I think it's worth noting that this has actually demonstrated a rather significant issue with threaded privsep, which is that forking from a Python thread is really not a safe thing to do.[1][2]
Sure, we could just say "don't fork in privileged code", but in this case the fork wasn't even in our code, it was in a library we were using. There are a few options, none of which I'm crazy about at this point:
* Provide a way for callers to specify that a call needs to run in-process rather than in the thread-pool. Two problems with this: 1) It requires the callers to know that forking is happening and 2) I'm not sure it actually fixes all of the potential problems. You might need to have a completely separate privsep daemon to avoid the potential bad fork/thread interactions.

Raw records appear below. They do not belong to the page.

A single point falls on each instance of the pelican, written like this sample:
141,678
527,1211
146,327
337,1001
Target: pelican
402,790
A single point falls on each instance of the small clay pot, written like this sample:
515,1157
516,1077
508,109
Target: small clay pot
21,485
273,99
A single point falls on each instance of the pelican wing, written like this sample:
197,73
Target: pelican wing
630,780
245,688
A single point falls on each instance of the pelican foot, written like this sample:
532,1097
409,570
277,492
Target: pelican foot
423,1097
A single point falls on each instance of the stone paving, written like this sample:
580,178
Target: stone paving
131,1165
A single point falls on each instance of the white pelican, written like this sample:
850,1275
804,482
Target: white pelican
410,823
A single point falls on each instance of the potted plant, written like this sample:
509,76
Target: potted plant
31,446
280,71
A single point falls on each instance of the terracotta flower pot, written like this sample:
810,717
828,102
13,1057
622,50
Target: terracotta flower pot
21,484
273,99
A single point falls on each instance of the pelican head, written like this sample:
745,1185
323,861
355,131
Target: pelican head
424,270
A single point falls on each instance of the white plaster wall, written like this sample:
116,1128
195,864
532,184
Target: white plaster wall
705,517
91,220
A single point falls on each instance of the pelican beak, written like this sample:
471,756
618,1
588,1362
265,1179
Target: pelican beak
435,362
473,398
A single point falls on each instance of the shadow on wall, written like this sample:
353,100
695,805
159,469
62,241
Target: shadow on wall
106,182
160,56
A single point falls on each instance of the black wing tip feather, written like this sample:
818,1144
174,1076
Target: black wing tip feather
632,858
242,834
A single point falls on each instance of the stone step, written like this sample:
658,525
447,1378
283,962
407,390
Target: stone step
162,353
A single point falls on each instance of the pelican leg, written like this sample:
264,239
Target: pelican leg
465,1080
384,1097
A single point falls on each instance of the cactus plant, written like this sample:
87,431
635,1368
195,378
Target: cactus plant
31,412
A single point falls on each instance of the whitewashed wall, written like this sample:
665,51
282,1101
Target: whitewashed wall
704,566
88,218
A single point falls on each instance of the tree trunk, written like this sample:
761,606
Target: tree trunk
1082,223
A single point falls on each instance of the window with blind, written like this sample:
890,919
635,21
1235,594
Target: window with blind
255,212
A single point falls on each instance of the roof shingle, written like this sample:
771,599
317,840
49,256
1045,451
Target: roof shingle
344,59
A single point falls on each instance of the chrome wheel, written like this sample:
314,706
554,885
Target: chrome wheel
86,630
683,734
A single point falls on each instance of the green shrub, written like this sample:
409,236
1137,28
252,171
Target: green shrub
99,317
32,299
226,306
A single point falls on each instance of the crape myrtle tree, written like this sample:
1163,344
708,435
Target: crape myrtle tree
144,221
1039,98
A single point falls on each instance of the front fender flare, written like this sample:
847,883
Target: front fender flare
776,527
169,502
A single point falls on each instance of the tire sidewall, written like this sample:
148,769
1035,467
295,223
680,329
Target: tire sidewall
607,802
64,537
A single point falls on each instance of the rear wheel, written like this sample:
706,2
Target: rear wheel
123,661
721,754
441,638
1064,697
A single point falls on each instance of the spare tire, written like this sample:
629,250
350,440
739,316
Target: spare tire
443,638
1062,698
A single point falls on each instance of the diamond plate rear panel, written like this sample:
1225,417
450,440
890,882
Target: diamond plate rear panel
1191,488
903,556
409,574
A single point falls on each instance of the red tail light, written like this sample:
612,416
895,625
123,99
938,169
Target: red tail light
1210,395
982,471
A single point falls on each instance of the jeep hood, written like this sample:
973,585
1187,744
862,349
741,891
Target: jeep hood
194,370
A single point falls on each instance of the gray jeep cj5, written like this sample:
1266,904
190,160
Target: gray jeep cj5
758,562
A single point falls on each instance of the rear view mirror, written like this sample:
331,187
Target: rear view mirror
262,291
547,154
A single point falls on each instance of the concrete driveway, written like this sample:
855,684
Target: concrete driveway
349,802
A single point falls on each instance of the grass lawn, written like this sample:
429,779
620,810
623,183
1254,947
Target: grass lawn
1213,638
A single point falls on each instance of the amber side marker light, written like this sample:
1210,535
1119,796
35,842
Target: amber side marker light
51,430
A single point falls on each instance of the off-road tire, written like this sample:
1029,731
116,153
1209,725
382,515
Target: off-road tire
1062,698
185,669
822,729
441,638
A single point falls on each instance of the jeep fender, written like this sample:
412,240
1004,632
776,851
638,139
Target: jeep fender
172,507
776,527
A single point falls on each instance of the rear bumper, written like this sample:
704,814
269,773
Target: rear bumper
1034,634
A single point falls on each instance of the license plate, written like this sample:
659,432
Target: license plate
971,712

* Switch to multiprocessing so calls execute in their own process. I may be wrong, but I think this requires all of the parameters passed in to be pickleable, which I bet is not remotely the case right now.
I'm open to suggestions that are better than playing whack-a-mole with these bugs using a threaded and un-threaded daemon.
-Ben
1: https://rachelbythebay.com/w/2011/06/07/forked/ 2: https://rachelbythebay.com/w/2014/08/16/forkenv/
On 1/17/19 2:12 PM, Slawomir Kaplonski wrote:
Hi,
Recently we had one more issue related to oslo.privsep and pyroute2. This caused many failures in Neutron CI. See [1] for details. Now fix (more like a workaround) for this issue is merged [2]. So if You saw in Your patch failing tempest/scenario jobs and in failed tests there were issues with SSH to instance through floating IP, please now rebase Your patch. It should be better :)
[1] https://bugs.launchpad.net/neutron/+bug/1811515 [2] https://review.openstack.org/#/c/631275/
— Slawek Kaplonski Senior software engineer Red Hat